Platon hat zur Situationsbeschreibung menschlichen Erkennens darum in seinem Werk „Der Staat“ das sogenannte Höhlengleichnis eingeführt: Die Menschen sitzen in einer fensterlosen Höhle angekettet einer Wand gegenüber. Auf der Wand sehen die Menschen ein Schattenspiel, eine Art Höhlentheater. Im Rücken der angeketteten Menschen befindet sich eine Lichtquelle, vor der Figuren hin- und herbewegt werden, und nur deren Schattenspiel sehen die Menschen auf der Wand erscheinen. Durch ihr Gefangensein können die Menschen weder sich selbst noch einander sehen, allein das Schattenspiel ist für die Menschen deshalb die einzige Wirklichkeit. Darum entwerfen sie in aller gebundener Anstrengung Vermutungen über den Fortgang des erscheinenden Dramas, stellen Theorien und Prognosen auf. Zwar vernimmt man hin und wieder das Gerücht in der Höhle, das Spiel auf der Wand sei nur ein Schatten der eigentlichen Wahrheit, denn es gebe eine wahre Welt außerhalb der Höhle und man könne sogar zu dieser wahren Welt gelangen. Auch sei es Einzelnen gelungen, zu dieser wahren Welt vorzudringen, aber deren Augen seien durch das Sonnenlicht so stark geblendet worden, dass sie nichts sahen, außer wenn sie mit großer Geduld die Anpassung ihrer Augen an das Sonnenlicht abwarteten. Dieser Anstrengung aber wollte sich die Mehrzahl der Höhlenbewohner nicht unterziehen und so sträubten sie sich mit Beharrlichkeit gegen die Befreiung aus dem Schattenreich, denn das gemeinsame Erkennen der Wahrheit sei zu mühsam (vgl. Platon, der Staat, 7. Buch, 514ff; 532ff; 539e).

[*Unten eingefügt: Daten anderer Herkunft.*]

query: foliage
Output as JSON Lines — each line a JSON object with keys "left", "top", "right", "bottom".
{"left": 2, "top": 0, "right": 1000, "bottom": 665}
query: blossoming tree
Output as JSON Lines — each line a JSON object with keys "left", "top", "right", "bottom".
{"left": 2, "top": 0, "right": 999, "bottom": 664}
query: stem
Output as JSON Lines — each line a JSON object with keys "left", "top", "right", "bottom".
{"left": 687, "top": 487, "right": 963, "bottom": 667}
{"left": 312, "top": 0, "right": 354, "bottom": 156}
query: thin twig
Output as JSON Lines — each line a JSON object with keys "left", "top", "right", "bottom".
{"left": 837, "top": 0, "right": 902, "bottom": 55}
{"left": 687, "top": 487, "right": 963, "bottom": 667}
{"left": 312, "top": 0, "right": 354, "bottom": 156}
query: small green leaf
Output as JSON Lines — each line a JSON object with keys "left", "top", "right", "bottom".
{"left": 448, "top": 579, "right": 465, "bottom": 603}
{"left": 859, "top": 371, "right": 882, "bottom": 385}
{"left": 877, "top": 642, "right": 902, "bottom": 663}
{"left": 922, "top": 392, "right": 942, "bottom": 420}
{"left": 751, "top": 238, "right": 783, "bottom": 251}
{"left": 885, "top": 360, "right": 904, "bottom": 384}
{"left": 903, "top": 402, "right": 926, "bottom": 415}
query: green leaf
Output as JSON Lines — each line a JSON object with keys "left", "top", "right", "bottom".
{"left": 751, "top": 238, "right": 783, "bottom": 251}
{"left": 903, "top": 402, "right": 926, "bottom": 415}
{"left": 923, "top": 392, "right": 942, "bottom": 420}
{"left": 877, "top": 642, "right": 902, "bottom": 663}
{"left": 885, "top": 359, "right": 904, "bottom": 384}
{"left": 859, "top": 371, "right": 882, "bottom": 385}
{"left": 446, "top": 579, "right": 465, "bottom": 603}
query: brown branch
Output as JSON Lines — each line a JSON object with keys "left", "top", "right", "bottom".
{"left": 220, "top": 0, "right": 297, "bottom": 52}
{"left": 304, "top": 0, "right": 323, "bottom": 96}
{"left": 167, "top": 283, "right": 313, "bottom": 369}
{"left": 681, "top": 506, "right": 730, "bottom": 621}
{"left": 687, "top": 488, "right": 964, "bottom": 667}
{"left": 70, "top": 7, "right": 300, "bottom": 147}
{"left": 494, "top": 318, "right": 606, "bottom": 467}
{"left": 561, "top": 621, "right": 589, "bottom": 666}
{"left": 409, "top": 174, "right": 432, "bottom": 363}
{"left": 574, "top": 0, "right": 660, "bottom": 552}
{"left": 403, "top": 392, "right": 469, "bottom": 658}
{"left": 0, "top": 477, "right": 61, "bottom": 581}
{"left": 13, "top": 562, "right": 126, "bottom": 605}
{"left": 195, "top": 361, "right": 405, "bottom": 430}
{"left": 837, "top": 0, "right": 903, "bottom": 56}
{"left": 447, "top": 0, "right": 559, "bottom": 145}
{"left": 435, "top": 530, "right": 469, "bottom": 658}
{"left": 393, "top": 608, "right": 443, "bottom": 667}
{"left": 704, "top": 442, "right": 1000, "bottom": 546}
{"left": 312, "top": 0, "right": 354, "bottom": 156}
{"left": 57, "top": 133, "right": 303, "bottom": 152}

Dieses Gleichnis ist für unsere heutige Zeit deswegen so aufschlussreich, weil es unsere müde gewordene Moderne gut zur Sprache bringt. Die Sonne ist für Platon nämlich das Bild des substantiellen Guten und Schönen, des höchsten Gutes, das alles strebende Denken und Erkennen, und darum auch Bekennen, in der Welt handlungsleitend befördert. Platon nennt dieses höchste Gut auch „Schöngutheit“. Dieses höchste Gut hat die christliche Tradition später mit Gott gleichgesetzt, der zwar in der Wirklichkeit erscheint, aber niemals in der Wirklichkeit aufgeht. Gott ist immer mehr als die erscheinende Wirklichkeit. Unsere Zeit aber legt ihr ganzes Augenmerk allein auf die Wirklichkeit, bleibt also - im Bilde gesprochen - in der Höhle gefangen und arbeitet sich seither an dieser Wirklichkeit ab. Das aber ist ermüdend, weil keine Lösung oder Befreiung in Sicht ist. Der gegenwärtig vernehmbare Ruf nach Werten spiegelt dieses Dilemma wider. Denn mit dem öffentlichen Ruf nach den Werten werden doch genau diejenigen geistigen Quellen bemüht, die nicht unserer wissenschaftsorientierten, ökonomischen, soziologischen und nützlichkeitsorientierten Welt entspringen. Und für die Sicherung dieser geistigen Quellen ist seit jeher die Religion zuständig gewesen, allen Unkenrufen zum Trotz.
Dieser Ruf nach Werten offenbart zugleich die Schattenspiele der Wirklichkeit, ohne dass freilich bisher in den säkularen Angeboten der Befreiung aus den Schattenspielen die Wahrheit selbst zum Thema erhoben worden wäre. Vielmehr hat man hierzu bislang „Schattengötter“ bemüht, die zunächst verheißend die Befreiung zur Wahrheit verkündeten: Die Rede ist vom Fortschrittsglauben und dem Glauben an den konturenlos gewordenen Pluralismus. Deren Glaubwürdigkeit wird aber zunehmend durch die Erfahrung des Alltagslebens mehr und mehr in Frage gestellt. Als Befreiungsweg dient nun der Ruf nach Werten, mit dem man sich die Befreiung aus dem Höhlendasein erhofft.